Lion and lamb, p.9
Lion & Lamb, page 9
“We’ve all had bad nights at the poker table,” Cooper said, pretending like he was hearing this for the first time.
“You don’t understand. I’m talking epic losses in Atlantic City. To the point that he started stealing from the Hughes household.”
“Damn,” Cooper said, wondering how long he should feign shock before urging the lawyer inside the house.
The tendons in Lisa’s neck were standing out; she was clearly exasperated. “Don’t you get it? This is the whole case right here. It was an inside job, engineered by Roy Nguyen. What’s more valuable than a Super Bowl ring? Forget that—what’s more valuable than Archie Hughes’s Super Bowl ring?”
“You really think Chef Roy would kill a legend for a hunk of gold?”

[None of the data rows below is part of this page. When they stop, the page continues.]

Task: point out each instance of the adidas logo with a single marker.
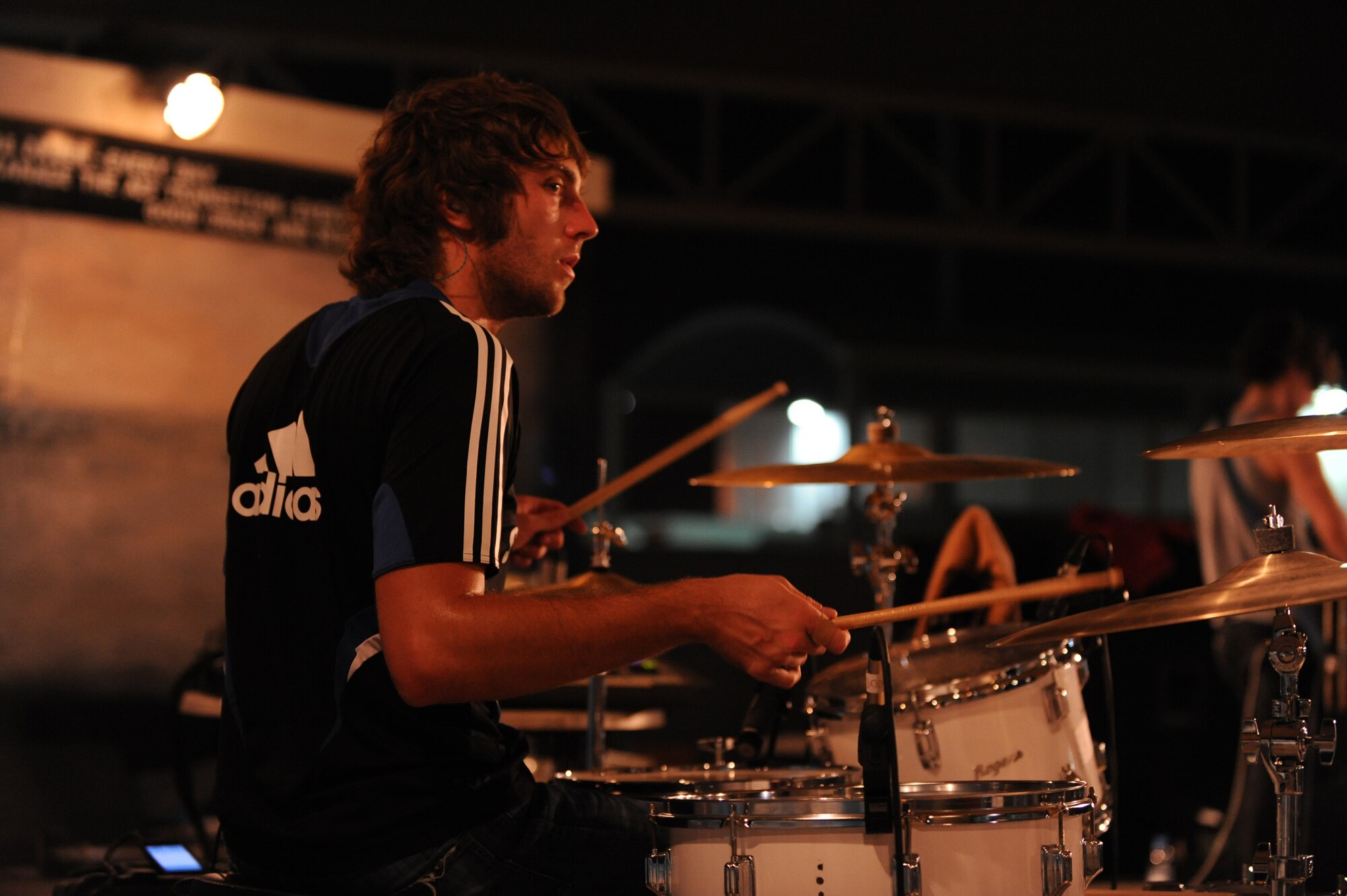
(270, 497)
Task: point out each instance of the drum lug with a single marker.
(907, 875)
(1057, 870)
(659, 872)
(1055, 704)
(739, 876)
(739, 871)
(1092, 858)
(929, 749)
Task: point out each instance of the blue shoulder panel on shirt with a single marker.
(337, 318)
(393, 544)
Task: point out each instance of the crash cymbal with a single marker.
(888, 462)
(1261, 438)
(1267, 582)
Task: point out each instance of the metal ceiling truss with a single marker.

“No. I think it was a heist that went horribly wrong, and for some reason, the Philly cops are super-eager to pin it on my client.”
“Speaking of…”
Letting the lawyer delay things had obviously been a mistake, because here was Francine, perfectly coiffed and handcuffed, being led by Detective Mickey Bernstein down her own neatly manicured garden path, lush even in January.
Chapter 37
REPORT TO C. LAMB BY V. SUAREZ
Wednesday, January 26
(Sent with encryption and red-flagged, with delivery confirmation)
You’re going to want to read these two documents right away, boss—but let me walk you through them. I yanked them from the police servers just a few minutes ago.
The first document is the full report on the gun the police found at the Hughes home. Ballistics has positively linked the weapon to the bullet in Archie’s body. Nothing shocking there. I scanned it for obvious mistakes or technical missteps, but it looks solid; I’m confident this is the murder weapon.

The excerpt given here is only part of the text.